A CPS: Tetra Pak Cheese and Powder Systems product story
Edited by the Processingtalk editorial team Jun 25, 2004

A tonne of jelly every hour, produced by the latest installation from Carlisle Process Systems Ltd - going into hundreds and thousands of trifles heading for the shelves of a leading supermarket

A tonne of jelly every hour, that's what one of the latest installations from Carlisle Process Systems Ltd (CPS) is turning out - jelly which the customer uses for the hundreds and thousands of trifles it produces, which end up on the shelves of a leading supermarket.

CPS, which has been producing jelly-making equipment for more than 25 years, alongside its big range of specialist equipment and systems for those companies involved in a whole range of hygienic liquid processing specialties, fought off several rivals for the order from Laurens Patisseries, a top dessert-making company based in Newark, Notts.

It is a company, which, like CPS, has made big strides in recent years.

It began over a decade ago making cakes for a single supermarket chain and is now one of the foremost suppliers of fresh cream cakes and other cream-containing delicacies in the country.

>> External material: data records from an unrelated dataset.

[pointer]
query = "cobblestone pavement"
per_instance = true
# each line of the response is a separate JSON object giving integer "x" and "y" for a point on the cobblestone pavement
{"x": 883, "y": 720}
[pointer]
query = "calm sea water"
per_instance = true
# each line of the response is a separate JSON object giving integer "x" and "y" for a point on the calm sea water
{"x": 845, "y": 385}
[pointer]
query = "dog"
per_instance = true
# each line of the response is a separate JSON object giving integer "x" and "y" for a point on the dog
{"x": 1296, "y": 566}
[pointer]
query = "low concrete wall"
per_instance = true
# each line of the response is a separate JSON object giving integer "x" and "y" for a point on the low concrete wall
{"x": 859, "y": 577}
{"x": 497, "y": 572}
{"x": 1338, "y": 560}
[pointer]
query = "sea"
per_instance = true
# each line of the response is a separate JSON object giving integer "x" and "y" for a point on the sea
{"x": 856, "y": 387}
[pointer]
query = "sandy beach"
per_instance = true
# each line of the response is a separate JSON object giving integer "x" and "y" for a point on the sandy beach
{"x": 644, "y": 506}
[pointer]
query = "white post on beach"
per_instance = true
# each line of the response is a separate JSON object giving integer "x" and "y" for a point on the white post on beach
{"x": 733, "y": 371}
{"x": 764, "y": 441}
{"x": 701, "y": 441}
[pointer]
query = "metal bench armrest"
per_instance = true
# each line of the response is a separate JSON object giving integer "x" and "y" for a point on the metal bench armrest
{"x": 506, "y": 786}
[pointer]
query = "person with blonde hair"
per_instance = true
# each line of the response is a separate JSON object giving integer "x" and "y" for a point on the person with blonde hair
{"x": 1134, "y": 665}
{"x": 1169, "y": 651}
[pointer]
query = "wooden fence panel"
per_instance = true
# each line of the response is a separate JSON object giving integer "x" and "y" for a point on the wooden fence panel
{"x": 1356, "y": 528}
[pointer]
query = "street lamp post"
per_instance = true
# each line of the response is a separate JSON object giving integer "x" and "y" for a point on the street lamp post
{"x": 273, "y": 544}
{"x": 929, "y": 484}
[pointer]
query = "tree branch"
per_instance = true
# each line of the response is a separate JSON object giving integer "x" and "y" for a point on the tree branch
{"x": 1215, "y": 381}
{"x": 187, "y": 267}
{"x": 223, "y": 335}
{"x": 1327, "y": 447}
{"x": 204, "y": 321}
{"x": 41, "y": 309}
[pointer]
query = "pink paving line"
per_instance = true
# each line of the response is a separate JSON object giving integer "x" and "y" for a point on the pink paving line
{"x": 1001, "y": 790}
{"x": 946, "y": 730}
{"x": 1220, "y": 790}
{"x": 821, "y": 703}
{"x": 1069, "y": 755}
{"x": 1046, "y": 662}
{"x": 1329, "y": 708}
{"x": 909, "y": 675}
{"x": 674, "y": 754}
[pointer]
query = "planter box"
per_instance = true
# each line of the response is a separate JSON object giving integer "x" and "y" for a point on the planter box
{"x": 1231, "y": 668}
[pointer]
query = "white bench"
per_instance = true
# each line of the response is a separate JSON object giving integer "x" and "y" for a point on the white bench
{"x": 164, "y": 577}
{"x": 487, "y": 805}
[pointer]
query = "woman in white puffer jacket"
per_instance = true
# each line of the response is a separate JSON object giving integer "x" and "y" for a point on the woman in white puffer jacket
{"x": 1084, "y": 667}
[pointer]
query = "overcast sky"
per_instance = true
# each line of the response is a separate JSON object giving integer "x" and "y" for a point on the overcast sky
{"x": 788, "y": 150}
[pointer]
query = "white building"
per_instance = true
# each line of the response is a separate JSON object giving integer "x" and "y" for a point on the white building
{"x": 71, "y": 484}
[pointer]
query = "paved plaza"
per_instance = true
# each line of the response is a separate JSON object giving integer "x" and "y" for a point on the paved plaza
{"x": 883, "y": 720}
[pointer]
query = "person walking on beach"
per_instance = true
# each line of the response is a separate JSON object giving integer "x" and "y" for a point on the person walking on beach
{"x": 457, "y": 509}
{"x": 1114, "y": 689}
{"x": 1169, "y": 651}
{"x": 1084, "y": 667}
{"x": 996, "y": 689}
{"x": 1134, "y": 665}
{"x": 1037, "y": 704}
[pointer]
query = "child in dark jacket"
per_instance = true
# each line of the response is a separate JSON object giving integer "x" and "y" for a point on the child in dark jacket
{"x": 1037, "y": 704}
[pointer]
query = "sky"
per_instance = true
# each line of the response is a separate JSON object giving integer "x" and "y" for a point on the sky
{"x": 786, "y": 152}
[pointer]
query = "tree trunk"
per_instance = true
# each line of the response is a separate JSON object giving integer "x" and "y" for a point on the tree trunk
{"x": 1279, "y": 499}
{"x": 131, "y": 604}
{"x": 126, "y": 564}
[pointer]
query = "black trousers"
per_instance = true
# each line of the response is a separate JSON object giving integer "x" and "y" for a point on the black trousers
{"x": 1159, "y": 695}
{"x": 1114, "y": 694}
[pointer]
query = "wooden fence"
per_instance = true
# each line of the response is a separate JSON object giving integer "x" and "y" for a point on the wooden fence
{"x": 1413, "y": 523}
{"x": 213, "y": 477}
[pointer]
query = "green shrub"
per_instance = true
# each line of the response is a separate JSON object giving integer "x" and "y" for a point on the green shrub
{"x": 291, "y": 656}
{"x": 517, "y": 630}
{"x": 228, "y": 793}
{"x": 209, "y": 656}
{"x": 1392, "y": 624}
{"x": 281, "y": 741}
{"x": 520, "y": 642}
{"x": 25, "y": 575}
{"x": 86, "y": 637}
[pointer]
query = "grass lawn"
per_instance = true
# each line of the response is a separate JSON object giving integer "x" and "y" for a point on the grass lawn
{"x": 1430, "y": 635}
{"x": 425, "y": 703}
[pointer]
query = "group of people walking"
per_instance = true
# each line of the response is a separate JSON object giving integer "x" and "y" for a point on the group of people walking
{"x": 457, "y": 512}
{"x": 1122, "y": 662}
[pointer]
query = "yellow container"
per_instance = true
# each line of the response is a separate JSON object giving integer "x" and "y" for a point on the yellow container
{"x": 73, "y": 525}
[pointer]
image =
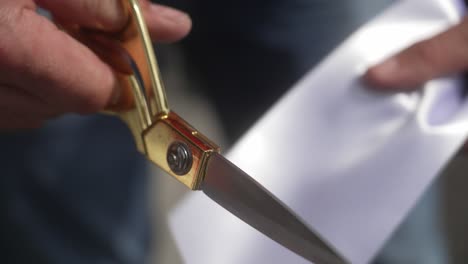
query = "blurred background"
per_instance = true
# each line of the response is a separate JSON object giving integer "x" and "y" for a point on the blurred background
{"x": 77, "y": 191}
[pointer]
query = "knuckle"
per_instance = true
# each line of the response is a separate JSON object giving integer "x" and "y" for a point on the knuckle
{"x": 96, "y": 98}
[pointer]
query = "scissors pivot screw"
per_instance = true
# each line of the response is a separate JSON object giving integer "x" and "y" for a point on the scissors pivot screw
{"x": 179, "y": 158}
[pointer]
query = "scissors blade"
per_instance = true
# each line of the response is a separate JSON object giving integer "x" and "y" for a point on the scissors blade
{"x": 238, "y": 193}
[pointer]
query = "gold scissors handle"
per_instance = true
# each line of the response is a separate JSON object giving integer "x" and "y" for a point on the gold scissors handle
{"x": 160, "y": 134}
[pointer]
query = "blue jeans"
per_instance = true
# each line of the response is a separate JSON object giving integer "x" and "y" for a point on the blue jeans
{"x": 73, "y": 192}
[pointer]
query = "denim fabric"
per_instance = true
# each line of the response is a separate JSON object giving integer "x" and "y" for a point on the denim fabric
{"x": 73, "y": 192}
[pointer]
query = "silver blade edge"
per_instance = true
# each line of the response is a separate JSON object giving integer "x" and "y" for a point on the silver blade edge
{"x": 241, "y": 195}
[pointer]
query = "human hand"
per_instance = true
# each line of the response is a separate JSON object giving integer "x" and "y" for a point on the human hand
{"x": 45, "y": 73}
{"x": 444, "y": 54}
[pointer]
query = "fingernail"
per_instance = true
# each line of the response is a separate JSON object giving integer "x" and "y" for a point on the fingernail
{"x": 387, "y": 68}
{"x": 173, "y": 15}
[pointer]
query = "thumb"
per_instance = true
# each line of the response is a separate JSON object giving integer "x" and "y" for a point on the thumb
{"x": 108, "y": 15}
{"x": 443, "y": 54}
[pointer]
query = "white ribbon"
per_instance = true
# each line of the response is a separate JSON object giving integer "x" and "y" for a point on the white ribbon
{"x": 350, "y": 162}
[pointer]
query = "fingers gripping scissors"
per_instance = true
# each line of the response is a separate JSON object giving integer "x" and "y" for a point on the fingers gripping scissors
{"x": 190, "y": 157}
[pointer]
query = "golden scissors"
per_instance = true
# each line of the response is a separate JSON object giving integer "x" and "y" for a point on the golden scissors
{"x": 188, "y": 156}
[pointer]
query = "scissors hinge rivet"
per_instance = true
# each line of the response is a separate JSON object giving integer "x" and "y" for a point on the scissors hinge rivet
{"x": 179, "y": 158}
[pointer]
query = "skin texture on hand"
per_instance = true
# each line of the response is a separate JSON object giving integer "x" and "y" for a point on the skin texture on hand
{"x": 44, "y": 72}
{"x": 443, "y": 54}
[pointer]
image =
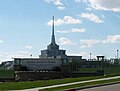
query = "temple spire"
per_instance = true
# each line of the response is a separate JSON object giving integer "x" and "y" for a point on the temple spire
{"x": 53, "y": 36}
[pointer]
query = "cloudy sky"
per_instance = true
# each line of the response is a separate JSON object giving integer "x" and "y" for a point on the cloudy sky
{"x": 81, "y": 27}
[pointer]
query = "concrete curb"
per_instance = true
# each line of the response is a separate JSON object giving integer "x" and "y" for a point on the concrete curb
{"x": 92, "y": 86}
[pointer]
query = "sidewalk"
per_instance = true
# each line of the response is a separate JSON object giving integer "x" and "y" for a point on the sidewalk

Its trifles are a relatively new line but they are proving to be yet another success.

Laurens engineering executive Ron Chillery is delighted with the CPS installation.

''It is the first time we have used Carlisle but the way the equipment is operating it is unlikely to be the last.

We will definitely look their way again in the future.

The jelly-making plant is working fine; the whole operation, right from day one, has been trouble-free,'' he said.

Not that CPS, which was invited to bid for the order after Laurens' executives had spotted one of its advertisements in a trade magazine, would have expected otherwise.

CPS project engineer and quality manager Mark Hoppe said the jelly-making equipment, which took only a little over three months to commission and build to a bespoke design, had all been skid-mounted for ease of transportation and installation and to ensure that there was minimal on-site disruption on delivery.

''These are some of the benefits of modular construction allied to a lot of pre-testing at our end,'' he said.

''Laurens had come up with a new recipe and it needed prepared jelly which has to go through various processes including pasteurisation, cooling and, of course, the addition of the powders via a funnel system.

And once made, the jelly had to be sent across to holding tanks.

But it was all in a day's work for us.'' Mr Hoppe feels one of the big things which won CPS the order was the years of experience it has built up.

''We have such a wide experience across virtually the complete desserts industry,'' he said.

''We have, after all, been building similar equipment to the Laurens order for upwards of 25 years and this aligned to our in-house manufacturing and project engineering capabilities - handling everything from the first piece of paper to a fully-exploded design - and our record for innovative design, gives us the edge over the competition.

And it paid off in this case with another new customer added to our list.''.